Cependant, le sort en était jeté, semble-t-il, car même si les libéraux remportèrent le pouvoir au scrutin du 23 juin, Mills perdit – de peu – la circonscription de Bothwell. Il attribua sa défaite à « la perfidie du clergé catholique » et de l’évêque de London, Denis O’Connor*, mais l’explication de sir John Stephen Willison* semble plus plausible : Mills avait soutenu une position assez proche de celle des libéraux pour perdre la faveur de quelques électeurs catholiques, et assez indépendante en même temps pour s’aliéner « les protestants extrémistes, car il refusait de nier toute validité à la position de la minorité ». Manifestement, il s’était fait juste assez d’ennemis pour perdre.

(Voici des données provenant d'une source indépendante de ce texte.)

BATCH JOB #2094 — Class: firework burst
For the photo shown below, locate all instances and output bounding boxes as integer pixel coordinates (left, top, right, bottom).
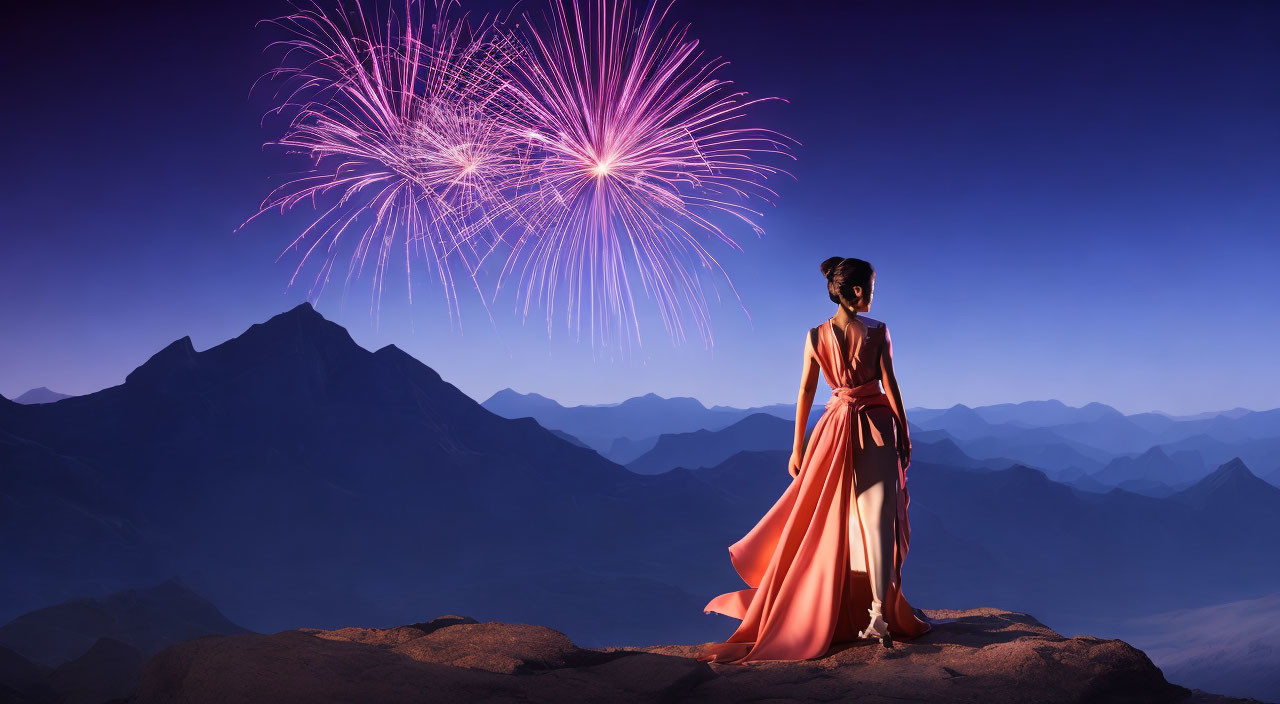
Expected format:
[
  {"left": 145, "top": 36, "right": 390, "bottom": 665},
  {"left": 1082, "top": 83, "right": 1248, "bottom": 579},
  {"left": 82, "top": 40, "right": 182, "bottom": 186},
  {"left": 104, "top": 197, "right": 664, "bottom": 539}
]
[
  {"left": 488, "top": 0, "right": 796, "bottom": 350},
  {"left": 241, "top": 0, "right": 794, "bottom": 348}
]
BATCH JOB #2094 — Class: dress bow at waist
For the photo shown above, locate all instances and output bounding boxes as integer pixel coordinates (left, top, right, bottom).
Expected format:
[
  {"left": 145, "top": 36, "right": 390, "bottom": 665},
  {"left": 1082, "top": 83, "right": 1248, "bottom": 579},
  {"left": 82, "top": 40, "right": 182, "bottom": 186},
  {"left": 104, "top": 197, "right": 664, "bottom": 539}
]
[
  {"left": 825, "top": 379, "right": 897, "bottom": 455},
  {"left": 825, "top": 379, "right": 891, "bottom": 413}
]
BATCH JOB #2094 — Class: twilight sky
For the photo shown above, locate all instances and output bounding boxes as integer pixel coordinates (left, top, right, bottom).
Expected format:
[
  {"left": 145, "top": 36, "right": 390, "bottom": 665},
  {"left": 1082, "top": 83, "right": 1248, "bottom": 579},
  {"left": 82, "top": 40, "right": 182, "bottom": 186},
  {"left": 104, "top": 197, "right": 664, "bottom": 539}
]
[{"left": 1, "top": 0, "right": 1276, "bottom": 415}]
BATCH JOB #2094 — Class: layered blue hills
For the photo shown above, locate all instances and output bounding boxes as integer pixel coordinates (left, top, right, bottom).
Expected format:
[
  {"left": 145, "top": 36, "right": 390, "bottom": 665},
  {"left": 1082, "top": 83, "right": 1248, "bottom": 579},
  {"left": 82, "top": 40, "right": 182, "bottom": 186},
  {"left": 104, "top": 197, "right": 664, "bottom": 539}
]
[
  {"left": 488, "top": 383, "right": 1280, "bottom": 492},
  {"left": 4, "top": 303, "right": 1278, "bottom": 699}
]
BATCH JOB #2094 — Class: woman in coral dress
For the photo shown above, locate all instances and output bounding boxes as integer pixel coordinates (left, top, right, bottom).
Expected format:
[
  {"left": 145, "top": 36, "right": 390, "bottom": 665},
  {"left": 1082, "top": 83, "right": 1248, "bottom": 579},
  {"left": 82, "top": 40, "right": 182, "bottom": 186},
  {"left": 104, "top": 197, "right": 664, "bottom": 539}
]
[{"left": 697, "top": 256, "right": 932, "bottom": 664}]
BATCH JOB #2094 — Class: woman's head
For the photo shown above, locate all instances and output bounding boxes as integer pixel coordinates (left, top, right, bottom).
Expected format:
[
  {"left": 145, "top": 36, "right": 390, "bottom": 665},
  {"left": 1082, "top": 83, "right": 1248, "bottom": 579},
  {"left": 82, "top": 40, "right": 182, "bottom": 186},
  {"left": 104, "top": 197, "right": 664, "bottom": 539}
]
[{"left": 820, "top": 256, "right": 876, "bottom": 312}]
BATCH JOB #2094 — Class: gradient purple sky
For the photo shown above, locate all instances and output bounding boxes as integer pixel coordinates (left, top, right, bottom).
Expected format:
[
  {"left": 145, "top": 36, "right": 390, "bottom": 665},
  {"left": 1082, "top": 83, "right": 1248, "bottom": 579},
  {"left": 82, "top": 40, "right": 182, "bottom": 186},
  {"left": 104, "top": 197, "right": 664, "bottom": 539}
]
[{"left": 1, "top": 0, "right": 1276, "bottom": 414}]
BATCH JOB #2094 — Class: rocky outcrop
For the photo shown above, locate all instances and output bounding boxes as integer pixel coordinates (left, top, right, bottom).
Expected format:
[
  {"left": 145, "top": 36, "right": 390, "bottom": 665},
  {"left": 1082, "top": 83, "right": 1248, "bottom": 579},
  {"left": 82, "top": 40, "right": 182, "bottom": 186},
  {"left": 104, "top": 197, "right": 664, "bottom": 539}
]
[{"left": 131, "top": 608, "right": 1260, "bottom": 704}]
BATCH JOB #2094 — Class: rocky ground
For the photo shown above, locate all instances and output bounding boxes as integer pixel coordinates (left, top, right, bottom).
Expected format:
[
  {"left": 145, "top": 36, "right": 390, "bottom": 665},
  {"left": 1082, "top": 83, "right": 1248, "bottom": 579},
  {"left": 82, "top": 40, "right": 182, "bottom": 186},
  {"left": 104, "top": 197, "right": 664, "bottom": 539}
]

Mills espérait tout de même retourner au Parlement, soit en remportant une élection complémentaire, soit en devenant sénateur. Bien qu’appelé au Sénat en novembre 1896, il ne fut pas invité à se joindre au cabinet, et il soupçonna au début de 1897 qu’il avait été victime d’« une intrigue à laquelle Laurier avait consenti et participé sous l’influence de ceux qui l’intimidaient ». Il consacra donc plus de temps à son cabinet d’avocats de London, continua d’enseigner à la University of Toronto (où il avait été nommé en 1888 professeur de droit constitutionnel et international) et écrivit ou donna des conférences sur une grande variété de sujets religieux et politiques. Son exclusion du cabinet de Laurier fut brève. Quand sir Oliver Mowat démissionna, Laurier demanda à Mills de le remplacer. Le 18 novembre 1897, il fut assermenté ministre de la Justice et devint leader du gouvernement au Sénat.

La réincarnation politique de Mills était d’une ironie consommée. À titre de sénateur, il se retrouvait dans une institution qui avait résisté à ses efforts de réforme. En tant que ministre de la Justice, il avait le pouvoir d’opposer son veto aux lois provinciales, et il en usait assez librement, lui qui affirmait naguère que ce pouvoir était incompatible avec le principe du fédéralisme. Néanmoins, il prenait ses fonctions au sérieux, dispensait des faveurs aussi généreusement que possible et profitait de sa réplique annuelle au discours du trône pour évaluer l’état de l’Empire britannique, et surtout le progrès accompli vers la création d’une « constitution impériale », terme par lequel il désignait une association semblable au Commonwealth moderne. À la mort du juge John Wellington Gwynne en 1902, il usa de son autorité de ministre de la Justice pour s’octroyer un siège de juge puîné à la Cour suprême du Canada, position qui, croyait-on, lui avait été promise à son entrée au cabinet en 1897. Certains journalistes de la presse judiciaire le critiquèrent vertement : il n’avait jamais été juge, son expérience de la pratique en cabinet privé était limitée et, à l’âge de 70 ans, il n’avait plus la vigueur nécessaire pour approfondir un sujet qui lui était peu familier. En mai 1903, un peu plus d’un an après son accession au tribunal, il mourut subitement d’une hémorragie interne. Mort intestat, il laissait dans le deuil sa femme et six enfants.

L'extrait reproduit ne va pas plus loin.